Thursday, May 19, 2016

Dave Hemker Lam - Predicting the end of Moore’s Law is like predicting a bear market

Here is a very nice and informative and forward looking interview of Dave Hemker CTO of Lam Research by Ed Sperling who is the editor in chief of Semiconductor Engineering. The interview covers key issues on for semiconductor process and manufacturing and the recent developments that will govern the semiconductor industry in the future like 3DNAND, Cross-Point Memory Technology and "Atomic-Level Engineering", which is yet another readout of ALE besides the beer classifications. Please do read the full interview at Semiconductor Engineering and below you will find some answers and statements that I found interesting from an atomic level point of view :

One-On-One: Dave Hemker, Semiconductor Engineering,
May 19th, 2016 - By: Ed Sperling

"Predicting the end of Moore’s Law is like predicting a bear market. Eventually you’re going to be right."

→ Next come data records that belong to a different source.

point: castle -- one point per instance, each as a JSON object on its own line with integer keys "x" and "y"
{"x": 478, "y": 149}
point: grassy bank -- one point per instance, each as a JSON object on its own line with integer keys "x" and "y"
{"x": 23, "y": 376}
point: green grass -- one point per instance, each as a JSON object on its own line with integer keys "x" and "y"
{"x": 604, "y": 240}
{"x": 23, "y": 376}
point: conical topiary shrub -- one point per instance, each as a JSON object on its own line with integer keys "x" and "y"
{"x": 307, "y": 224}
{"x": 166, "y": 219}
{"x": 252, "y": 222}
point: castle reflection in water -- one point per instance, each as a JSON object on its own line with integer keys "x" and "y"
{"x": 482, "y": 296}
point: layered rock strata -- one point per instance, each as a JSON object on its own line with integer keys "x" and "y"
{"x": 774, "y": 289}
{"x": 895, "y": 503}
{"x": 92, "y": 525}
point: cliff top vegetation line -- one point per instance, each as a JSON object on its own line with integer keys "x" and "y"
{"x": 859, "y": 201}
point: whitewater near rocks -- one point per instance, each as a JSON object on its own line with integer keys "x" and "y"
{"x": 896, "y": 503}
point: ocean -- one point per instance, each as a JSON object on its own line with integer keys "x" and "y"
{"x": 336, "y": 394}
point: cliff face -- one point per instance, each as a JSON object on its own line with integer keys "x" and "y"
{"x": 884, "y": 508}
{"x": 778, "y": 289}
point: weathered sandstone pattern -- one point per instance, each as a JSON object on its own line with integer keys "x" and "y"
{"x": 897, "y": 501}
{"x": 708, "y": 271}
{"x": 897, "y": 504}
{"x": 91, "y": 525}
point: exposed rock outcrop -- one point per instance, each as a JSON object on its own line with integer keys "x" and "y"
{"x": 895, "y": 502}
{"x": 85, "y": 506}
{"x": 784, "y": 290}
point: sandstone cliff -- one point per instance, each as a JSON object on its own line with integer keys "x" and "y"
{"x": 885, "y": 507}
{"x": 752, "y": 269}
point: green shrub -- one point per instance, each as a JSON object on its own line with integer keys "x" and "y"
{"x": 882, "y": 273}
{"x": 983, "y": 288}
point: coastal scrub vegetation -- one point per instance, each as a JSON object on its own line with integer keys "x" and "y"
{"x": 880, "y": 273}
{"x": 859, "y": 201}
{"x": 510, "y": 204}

The terms "bull market" and "bear market" describe upward and downward market trends, respectively. Here these the statues of the two symbolic beasts of finance, the bear and the bull, in front of the Frankfurt Stock Exchange. [Wikipedia]

David Hemker is senior vice president and chief technology officer at Lam Research, where he is responsible for long-range research and technology development.[www.lamresearch.com]

Atomic-Level Engineering


Hemker: "All of the feature sizes now are on the order of nanometers. The variation is on the order of Angstroms because you have a 10 Angstrom window. Our critical feature control has to be under 0.5nm. That’s 5 Angstroms. A bond length is 2.5 Angstroms. We’re doing atomic-level engineering. That’s one of the new tools we’ll need. You need to peel off one layer in such a way that you have a perfect etch front, the same way you will need perfect conformality."
Sperling: "Isn’t that the tradeoff, namely how we get enough throughput and still manage to have that kind of control?"
 Hemker: "Yes. The good thing is that from an etch and dep perspective, as things are getting smaller they’re also getting thinner. There are lots of circumstances now where you can look at how much ALD is used in multi-patterning. Because you’re putting less material down, you don’t have to add half a micron. You can do 10nm in a very reasonable time frame, so ALD and ALE become very economical."